Türkiye, Cumhuriyet tarihinin en zor günlerinden geçiyor. Böylesine bir dönemde, muhalefet cephesinden gelen her çözülme, halkın adalet ve değişim umutlarını biraz daha tüketiyor. Bu çözülmenin son örneği Aydın’dan geldi. Bu ülkede CHP seçmeninin oylarıyla hem milletvekilliği, hem de yıllarca belediye başkanlığı yapan Özlem Çerçioğlu, seçmeninin iradesini yok sayarak AKP’ye geçti.
Özlem Çerçioğlu hakkında uzun süredir onlarca dava dosyası bulunduğu, eşi Ercan Çerçioğlu’nun Aydın’da pek çok yolsuzluk iddiasıyla anıldığı konuşuluyor. Bunların doğruluğu yargı önünde kanıtlanmadan kesin bir hükme varmak doğru olmaz; ancak ortada değişmeyen bir gerçek var: Halkın verdiği muhalefet görevini, kişisel özgürlüğü garantiye alma uğruna bırakmak, tarihe geçecek bir tercihtir.
Siyasi kulislerde, bu geçişin “hapisten kurtulma” karşılığında yapıldığı konuşuluyor. Hatta iddiaya göre, “6 metrekarelik yerde yapamam” sözleri bu pazarlığın özeti niteliğinde. Eğer bu doğruysa, bu yalnızca kişisel bir tercih değil, Türkiye’de muhalefetin ahlaki omurgasına vurulmuş bir baltadır. Çünkü bedel ödemeyi reddeden, yalnızca kendi koltuğunu ve mal varlığını korumak isteyen bir siyasetçinin, değişim için halktan fedakârlık beklemeye hakkı yoktur.
*****
Bu topraklarda, bedel ödemeden büyük bir dönüşüm sağlanamayacağını hepimiz biliyoruz. Hapisteki gazeteciler, yıllarca süren davalarda sürünen akademisyenler, üniversiteden atılan öğrenciler, sokak ortasında gözaltına alınan gençler… Onlar, hiçbir rant, koltuk veya dokunulmazlık talebi olmadan, yalnızca aydınlık bir ülke için direniyorlar. Peki ya yıllarca hem milletvekilliği hem de belediye başkanlığı yapmış, on binlerce insana umut olmuş bir siyasetçi, neden aynı cesareti gösteremez?
Üstelik bu, tekil bir olay da değil. Son yıllarda muhalefetten iktidara geçen pek çok isim gördük.

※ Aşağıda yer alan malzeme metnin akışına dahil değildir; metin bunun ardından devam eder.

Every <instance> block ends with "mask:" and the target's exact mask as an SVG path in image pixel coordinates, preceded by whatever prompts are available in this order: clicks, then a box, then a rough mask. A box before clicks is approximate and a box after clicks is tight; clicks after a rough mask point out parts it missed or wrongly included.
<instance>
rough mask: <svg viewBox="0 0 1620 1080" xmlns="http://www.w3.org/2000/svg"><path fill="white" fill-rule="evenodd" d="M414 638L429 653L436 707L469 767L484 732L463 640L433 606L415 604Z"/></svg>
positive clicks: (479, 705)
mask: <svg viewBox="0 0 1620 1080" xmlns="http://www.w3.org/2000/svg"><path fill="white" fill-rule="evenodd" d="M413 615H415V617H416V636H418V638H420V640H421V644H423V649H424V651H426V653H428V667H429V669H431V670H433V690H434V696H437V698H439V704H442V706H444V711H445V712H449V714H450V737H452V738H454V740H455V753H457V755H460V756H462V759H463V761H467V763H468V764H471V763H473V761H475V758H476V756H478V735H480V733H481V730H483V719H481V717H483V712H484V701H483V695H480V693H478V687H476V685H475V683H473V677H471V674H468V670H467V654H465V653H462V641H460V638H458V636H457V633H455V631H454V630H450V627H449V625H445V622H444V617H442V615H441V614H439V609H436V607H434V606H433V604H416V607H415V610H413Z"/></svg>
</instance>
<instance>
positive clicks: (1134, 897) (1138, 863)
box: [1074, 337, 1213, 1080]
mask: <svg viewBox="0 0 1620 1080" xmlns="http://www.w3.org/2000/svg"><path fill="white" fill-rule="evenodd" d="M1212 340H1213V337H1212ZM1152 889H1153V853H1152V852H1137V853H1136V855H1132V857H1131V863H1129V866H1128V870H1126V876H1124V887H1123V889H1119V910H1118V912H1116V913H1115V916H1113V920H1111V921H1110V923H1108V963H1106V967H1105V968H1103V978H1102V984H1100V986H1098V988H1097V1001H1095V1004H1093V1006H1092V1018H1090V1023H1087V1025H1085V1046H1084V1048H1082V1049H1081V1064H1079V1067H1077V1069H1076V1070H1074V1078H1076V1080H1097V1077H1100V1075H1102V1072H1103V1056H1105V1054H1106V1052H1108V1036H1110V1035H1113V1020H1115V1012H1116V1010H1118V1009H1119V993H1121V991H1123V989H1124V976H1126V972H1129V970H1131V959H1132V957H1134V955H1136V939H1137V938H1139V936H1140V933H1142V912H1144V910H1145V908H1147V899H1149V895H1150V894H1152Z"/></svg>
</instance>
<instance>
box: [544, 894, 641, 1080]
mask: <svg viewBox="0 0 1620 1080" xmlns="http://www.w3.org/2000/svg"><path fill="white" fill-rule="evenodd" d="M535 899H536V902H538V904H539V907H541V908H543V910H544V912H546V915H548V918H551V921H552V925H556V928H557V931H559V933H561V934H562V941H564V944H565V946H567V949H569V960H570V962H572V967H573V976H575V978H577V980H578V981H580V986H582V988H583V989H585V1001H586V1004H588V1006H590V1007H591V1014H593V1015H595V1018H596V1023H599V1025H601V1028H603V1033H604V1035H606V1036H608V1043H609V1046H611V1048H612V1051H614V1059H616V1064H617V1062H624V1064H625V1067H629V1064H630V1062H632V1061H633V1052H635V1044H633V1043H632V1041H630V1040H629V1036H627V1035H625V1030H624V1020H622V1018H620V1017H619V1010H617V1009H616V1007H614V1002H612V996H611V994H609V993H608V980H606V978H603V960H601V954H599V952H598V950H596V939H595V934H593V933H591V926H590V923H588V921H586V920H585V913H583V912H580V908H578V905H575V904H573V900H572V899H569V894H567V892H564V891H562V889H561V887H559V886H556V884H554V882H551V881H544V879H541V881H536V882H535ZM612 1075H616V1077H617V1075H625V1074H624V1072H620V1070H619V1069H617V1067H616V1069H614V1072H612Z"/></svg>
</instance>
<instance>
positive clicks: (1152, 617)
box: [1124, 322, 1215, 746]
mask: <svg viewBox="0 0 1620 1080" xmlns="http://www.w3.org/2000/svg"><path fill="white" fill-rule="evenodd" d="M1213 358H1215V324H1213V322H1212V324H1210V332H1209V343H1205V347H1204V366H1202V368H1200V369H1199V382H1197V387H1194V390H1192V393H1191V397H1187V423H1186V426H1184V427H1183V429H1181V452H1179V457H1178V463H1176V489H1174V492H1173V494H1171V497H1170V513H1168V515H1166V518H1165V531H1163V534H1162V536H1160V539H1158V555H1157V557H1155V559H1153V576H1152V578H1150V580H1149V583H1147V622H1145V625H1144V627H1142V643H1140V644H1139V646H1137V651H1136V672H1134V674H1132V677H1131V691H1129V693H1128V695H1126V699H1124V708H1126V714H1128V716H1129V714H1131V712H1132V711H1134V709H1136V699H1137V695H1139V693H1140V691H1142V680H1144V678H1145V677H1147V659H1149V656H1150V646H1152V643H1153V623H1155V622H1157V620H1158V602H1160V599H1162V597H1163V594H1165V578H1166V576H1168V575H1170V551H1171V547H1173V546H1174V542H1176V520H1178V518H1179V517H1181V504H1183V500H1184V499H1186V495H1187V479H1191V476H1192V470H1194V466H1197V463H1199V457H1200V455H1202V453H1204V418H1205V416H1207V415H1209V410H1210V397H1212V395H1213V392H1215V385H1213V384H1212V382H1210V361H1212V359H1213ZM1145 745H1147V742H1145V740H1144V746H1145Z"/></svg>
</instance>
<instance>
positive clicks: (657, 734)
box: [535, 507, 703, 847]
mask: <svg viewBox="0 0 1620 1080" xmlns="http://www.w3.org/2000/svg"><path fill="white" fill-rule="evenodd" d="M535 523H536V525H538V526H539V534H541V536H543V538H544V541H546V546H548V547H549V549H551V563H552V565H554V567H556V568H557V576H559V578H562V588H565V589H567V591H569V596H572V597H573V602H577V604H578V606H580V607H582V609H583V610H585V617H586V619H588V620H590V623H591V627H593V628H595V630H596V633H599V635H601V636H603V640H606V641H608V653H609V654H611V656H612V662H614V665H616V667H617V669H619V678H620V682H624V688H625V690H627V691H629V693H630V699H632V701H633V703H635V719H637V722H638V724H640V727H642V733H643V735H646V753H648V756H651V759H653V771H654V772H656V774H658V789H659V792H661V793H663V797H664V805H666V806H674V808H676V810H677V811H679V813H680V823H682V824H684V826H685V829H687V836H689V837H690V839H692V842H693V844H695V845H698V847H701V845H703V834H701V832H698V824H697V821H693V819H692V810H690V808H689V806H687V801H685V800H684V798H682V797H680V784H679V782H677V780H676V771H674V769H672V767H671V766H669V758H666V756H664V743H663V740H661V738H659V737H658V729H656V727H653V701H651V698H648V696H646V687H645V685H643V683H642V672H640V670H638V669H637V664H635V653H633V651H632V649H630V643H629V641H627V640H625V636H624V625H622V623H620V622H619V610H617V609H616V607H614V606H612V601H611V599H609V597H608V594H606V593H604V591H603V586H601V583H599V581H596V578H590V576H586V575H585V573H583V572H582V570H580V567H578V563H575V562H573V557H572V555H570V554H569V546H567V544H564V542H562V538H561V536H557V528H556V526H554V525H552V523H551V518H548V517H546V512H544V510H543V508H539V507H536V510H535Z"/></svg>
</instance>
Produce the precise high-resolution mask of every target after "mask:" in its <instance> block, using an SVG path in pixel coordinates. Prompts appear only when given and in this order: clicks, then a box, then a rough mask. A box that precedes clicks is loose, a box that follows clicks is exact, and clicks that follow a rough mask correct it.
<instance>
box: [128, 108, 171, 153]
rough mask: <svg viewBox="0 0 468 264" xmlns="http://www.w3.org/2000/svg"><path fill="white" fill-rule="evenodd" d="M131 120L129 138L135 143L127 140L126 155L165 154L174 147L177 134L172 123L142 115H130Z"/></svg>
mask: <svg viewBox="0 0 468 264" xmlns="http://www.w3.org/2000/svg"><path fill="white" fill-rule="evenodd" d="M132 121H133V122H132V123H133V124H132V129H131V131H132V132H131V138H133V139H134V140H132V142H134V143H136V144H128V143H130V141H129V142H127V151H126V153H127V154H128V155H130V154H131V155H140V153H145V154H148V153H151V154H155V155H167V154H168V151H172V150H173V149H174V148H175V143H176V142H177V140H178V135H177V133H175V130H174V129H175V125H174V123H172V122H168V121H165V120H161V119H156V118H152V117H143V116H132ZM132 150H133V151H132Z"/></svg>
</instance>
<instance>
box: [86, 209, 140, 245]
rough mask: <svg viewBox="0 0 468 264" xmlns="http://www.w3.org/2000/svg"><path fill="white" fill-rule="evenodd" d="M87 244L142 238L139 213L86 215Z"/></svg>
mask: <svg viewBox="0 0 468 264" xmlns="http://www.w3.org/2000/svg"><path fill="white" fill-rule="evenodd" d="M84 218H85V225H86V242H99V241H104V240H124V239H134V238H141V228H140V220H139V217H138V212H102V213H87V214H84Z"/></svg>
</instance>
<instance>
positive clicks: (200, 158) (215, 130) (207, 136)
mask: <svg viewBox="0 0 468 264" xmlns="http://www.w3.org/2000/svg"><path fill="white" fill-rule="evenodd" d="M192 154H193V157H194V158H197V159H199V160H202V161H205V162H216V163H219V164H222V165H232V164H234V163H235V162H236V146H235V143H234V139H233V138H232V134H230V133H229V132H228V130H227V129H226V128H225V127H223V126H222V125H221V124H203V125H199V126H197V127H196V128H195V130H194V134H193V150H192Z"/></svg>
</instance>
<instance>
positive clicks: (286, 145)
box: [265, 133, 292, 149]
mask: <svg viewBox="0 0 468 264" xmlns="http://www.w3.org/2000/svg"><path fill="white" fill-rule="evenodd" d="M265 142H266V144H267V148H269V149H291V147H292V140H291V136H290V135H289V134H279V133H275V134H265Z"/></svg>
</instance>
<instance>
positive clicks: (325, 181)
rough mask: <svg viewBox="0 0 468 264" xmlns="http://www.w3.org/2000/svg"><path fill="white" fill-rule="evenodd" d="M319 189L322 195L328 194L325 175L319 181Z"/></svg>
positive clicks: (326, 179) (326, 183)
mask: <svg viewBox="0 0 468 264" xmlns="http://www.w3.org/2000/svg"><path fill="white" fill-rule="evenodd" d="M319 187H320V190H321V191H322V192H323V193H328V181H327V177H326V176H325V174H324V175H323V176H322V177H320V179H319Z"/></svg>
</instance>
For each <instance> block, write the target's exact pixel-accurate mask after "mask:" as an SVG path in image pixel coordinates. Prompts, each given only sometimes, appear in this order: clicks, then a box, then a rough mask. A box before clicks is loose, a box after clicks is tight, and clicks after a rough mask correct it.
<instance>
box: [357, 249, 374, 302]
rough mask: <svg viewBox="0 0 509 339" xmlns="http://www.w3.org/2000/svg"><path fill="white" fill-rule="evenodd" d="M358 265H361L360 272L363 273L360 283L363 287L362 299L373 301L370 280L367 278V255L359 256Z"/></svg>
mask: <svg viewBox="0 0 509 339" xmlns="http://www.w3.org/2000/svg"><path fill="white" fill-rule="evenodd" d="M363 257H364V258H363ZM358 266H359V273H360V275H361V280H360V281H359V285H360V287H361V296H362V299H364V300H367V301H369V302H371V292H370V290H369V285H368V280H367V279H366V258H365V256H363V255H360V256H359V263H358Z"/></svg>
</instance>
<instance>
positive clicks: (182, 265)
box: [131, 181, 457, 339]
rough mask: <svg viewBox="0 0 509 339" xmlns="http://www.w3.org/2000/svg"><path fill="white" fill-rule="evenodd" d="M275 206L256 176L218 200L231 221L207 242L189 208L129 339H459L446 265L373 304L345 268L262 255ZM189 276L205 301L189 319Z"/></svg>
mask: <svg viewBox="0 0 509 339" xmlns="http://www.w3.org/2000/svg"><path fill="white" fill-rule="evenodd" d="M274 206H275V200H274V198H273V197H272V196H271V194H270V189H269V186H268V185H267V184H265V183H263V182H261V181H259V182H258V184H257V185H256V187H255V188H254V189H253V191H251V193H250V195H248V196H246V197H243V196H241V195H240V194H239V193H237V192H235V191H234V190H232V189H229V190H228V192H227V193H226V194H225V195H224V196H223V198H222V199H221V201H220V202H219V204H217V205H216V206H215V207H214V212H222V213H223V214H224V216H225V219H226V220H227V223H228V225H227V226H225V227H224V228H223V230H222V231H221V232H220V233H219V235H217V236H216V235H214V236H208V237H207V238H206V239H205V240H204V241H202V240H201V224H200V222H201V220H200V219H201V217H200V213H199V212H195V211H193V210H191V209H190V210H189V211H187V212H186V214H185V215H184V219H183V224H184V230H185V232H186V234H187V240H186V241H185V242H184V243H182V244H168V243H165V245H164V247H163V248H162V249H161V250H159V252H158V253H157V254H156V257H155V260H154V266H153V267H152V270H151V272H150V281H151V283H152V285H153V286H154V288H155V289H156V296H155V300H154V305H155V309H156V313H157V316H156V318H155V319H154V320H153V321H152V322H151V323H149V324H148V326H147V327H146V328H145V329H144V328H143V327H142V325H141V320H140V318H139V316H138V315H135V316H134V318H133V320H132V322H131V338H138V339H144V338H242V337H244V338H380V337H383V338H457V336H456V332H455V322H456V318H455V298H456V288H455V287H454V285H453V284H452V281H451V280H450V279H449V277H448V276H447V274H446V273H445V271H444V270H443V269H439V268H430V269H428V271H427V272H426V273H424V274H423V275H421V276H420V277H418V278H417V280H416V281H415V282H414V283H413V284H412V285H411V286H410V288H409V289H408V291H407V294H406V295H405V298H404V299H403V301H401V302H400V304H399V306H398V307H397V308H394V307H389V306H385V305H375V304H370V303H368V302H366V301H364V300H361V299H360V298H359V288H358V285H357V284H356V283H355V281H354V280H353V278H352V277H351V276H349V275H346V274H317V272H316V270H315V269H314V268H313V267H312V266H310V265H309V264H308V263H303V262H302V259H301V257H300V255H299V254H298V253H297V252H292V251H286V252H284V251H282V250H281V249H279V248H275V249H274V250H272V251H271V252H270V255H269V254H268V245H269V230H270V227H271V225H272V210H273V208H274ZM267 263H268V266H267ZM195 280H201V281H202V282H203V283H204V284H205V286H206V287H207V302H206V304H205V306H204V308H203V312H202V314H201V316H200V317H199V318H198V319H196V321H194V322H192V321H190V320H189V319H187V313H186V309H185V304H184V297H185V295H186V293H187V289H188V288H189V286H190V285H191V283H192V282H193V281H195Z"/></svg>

Kimisi davalarını düşürmek, kimisi rahat nefes almak, kimisi ise makamını korumak için. Her biri, halkın “sırtımı yasladığım” dediği taşları tek tek söküyor. Geriye, iktidarın daha da güçlenmiş duvarı ve halkın biraz daha yalnızlaşmış umudu kalıyor.
Asıl mesele şu: Muhalif olduğunu iddia edenler, koltuklarının altından çekildiğinde de ayakta kalabilecek mi? Bedel ödemeyi göze alabilecek mi? Yoksa her biri, sırası gelince “ben o 6 metrekarede yapamam” mı diyecek?
*****
Bugünler geçecek. Bu tür ‘satılık’ insanlar sayesinde değil, baskıya ve zulme direnen, her koşulda dik duran cesur insanlar sayesinde geçecek. Ve tarih, bu insanların cesaretini de, ötekilerin korkaklığını da unutmayacak.